GPS

Rhodes Pond

About a week after  I moved to North Carolina, I drove past a beautiful lake called Rhodes Pond.  I was told it is private but has really good fishing.  That was 6 years ago.  About a month back I heard that the state owned it now and that it is free to fish.  So, last Friday, since I already had an errand on that side of town, I decided to try it out.  Before going, I googled Rhodes Pond to see if I could learn anything useful to help out with fishing there.  But there is absolutely no new information.  The most recent info I could find at all, was about the dam and dated to 2007, completely unhelpful to a fisherman.  So I’m writing this post about my experience just so there will be something useful as a guide for others.

Time & Conditions: We fished there on a hot day in mid-May.  It was the hottest day of the year so far.  The morning began heavily overcast, threatening rain, but became only partly cloudy and about 93° before we left.  We arrived about 9:00 am and left at 1:00 pm.

Your guide to the lake

The Lake: I kept reading the Rhodes pond is a “black water” lake, but I don’t know what that means.  (Although the water is very dark, so maybe that’s all it means)  It is an impound of the Black River and it is 461 acres.  (Here are the coordinates for use in your GPS or with Google Earth35.2293, -78.6517)  It has an excellent ramp, as good as any lake I know of that is limited to non-gas motors.  The lake is divided into two sections by a long peninsula.  The part with the ramp is unfishable because of the weeds.  Maybe I just don’t know how to fish in weeds, but that entire half of the lake has weeds growing up to within a foot of the top.  Not one cast came back clean for me.  (Much like Smith Lake on Ft. Bragg)

On the other side of the lake the water is quite clear.  There are cypress trees scattered in the main lake, fields of lily pads and dollar pads around the edges, and a forest of cypress trees inside the pads.
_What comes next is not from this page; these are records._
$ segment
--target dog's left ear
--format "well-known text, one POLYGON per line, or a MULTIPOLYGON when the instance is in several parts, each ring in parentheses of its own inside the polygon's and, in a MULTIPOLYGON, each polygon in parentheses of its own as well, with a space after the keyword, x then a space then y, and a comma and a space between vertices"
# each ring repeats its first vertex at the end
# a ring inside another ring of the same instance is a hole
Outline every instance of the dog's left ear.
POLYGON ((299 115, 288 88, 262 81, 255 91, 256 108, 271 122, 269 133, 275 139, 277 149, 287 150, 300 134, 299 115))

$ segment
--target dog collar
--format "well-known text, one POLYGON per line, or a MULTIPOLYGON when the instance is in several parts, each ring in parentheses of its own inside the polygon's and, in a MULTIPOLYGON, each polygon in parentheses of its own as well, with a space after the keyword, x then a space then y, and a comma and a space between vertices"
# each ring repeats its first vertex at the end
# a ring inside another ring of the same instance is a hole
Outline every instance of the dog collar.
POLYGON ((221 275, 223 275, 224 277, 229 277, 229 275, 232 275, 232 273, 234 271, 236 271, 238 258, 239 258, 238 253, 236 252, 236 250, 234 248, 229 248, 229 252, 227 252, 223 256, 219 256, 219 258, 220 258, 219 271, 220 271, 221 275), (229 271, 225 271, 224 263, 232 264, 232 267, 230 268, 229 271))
The fishing: Uhhh…there’s probably fish in there…maybe.  For such a beautiful lake with limitless cover, Neither me nor my co-angler got as much as a bite.  I fished my 2 standby baits, a Rapala super shad-rap (because I mostly fish shallow-water lakes), and a spinner.  I even threw a 4” tube around some of the Cypress trees.  Jack fished red worms trying to catch a bluegill.  There was one other boat on the lake but I couldn’t say if they caught anything.  And there were 2 people fishing from the levee in the other side of the spillway.  One of them said he had 8 crappie.

My final verdict: I don’t know of a more beautiful lake anywhere.  But I’m also not smart enough to fish it.  Too much backwater, too many weeds, too many pads and too much cover.  I would have settled for a grinnel.  If anyone reads this that had luck, let me know in the comments how you caught em.

After writing an entire article about Rhodes Pond does that make me a Rhode's [pond] Scholar?